Share buybacks can be a double edged sword. Aggressive share buybacks can signal a stock is undervalued…. but done at the wrong time / in the wrong company, aggressive share buybacks can be a quick path to financial distress and massive losses.
One of the insights John Malone had that made him so unique / wealthy was combining aggressive share buybacks and financial engineering with companies whose business was subscription like / reasonably steady and predictable. Things like cable companies, media companies in the cable bundle, and SiriusXM were all super stick and predictable thanks to subscription revenues. They spit off cash flow, and Malone used that cash flow to leverage them up and hammer their share counts. More recently, private equity and infrastructure funds have applied similar models to things like subscription software and predictable infrastructure assets of all forms (baseload power, toll roads, airports, etc).
Many investors (including myself) see a retailer trading at a cheap multiple and buying back shares aggressively and see the potential for the next Autozone or RH (both of which combined large share buybacks with consistent growth to drive enormous stock returns). But the model needs to be applied carefully; while Autozone smashed the indices, BBBY pursued a similar model and their stock has now produced negative returns over since the turn off the century!
PS- speaking of cable companies and buybacks gone wrong, I’d be remiss if I didn’t mention ATUS in this post just for their sheer arrogance in their buyback program. The quote below is them talking about share buybacks in December 2020.
I assure you this is not the only quote ATUS gave about how awesome share buybacks at the then price was; long time ATUS followers will remember how often they’d discuss the financial arbitrage between their stock (which had a >10% free cash flow yield) and their cost of debt (which was <5%).
Since all of those quotes and their massive tender offer to buy back billions of stockre in December 2020, ATUS has dropped from ~$35 to ~$11 today. The EBITDA multiple they were bragging about has declined significantly, and their free cash flow yield has exploded… but the company no longer wants to buyback shares. Instead, they want to play all of their cash flow into upgrading to fiber and deleveraging. What changed?
The company would argue that they needed to focus on their fiber upgrade, but that’s absolute baloney. The company has known about / had the opportunity to upgrade fiber for years, and they were still aggressively repurchasing shares despite that opportunity. What’s actually changed is their piss poor management finally caught up to them; their operations were shitty for years, and churn finally started to tick up as customers fled for a fiber competitor. Now the company can’t repurchase shares because they need to finally invest into their infrastructure.

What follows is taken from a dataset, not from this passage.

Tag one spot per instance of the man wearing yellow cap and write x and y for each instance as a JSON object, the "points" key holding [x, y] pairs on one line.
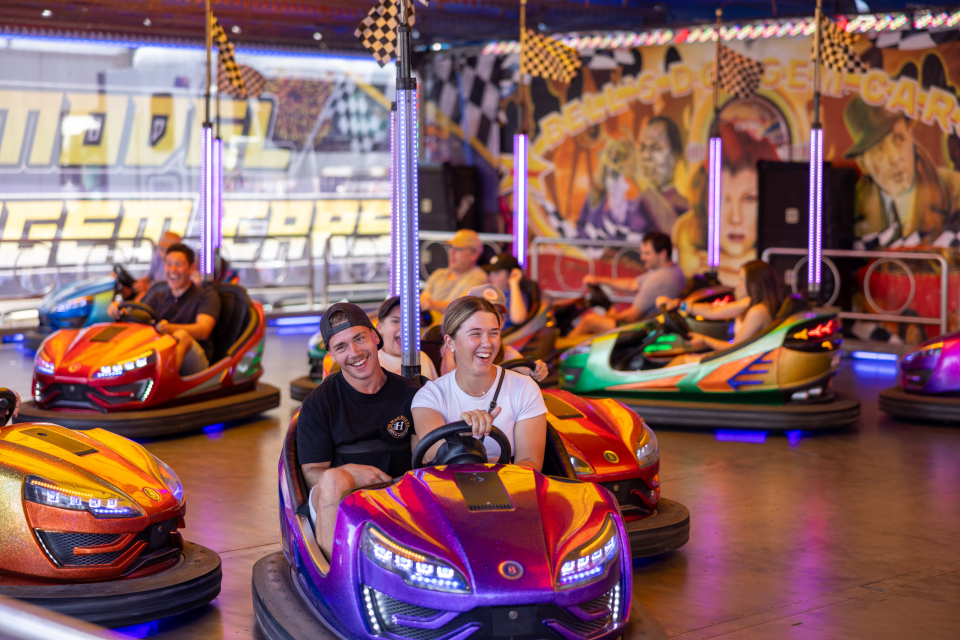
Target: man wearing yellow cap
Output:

Lol, seriously?? You were a permabull on ATUS all throughout 2021
This is from your own article where you claimed ATUS is worth $50 a share!!!!
I stand by everything I said in the first post (as well as the August update and this podcast). To sum up: yes, there are issues, but Altice is simply way too cheap. At current prices (~$22.50), Altice has an EV of ~$35B. They pass ~9.2m homes and LTM EBITDA is ~$4.5B, so you’re paying ~$3.8k/home passed or ~8x LTM EBITDA. Charter, the closest pure play, is trading for ~$4.5k/HP or ~12.5x EBITDA. That’s just too big of a multiple discrepancy, and given Altice is >5x levered any snap back in the multiple will have huge torque on the share price. I’m personally of the view that cable companies are worth >5k/HP or somewhere in the 13-15x EBITDA range; the low end of that range would put Altice’s stock well over $50/share.
What is your current position/opinion on ATUS?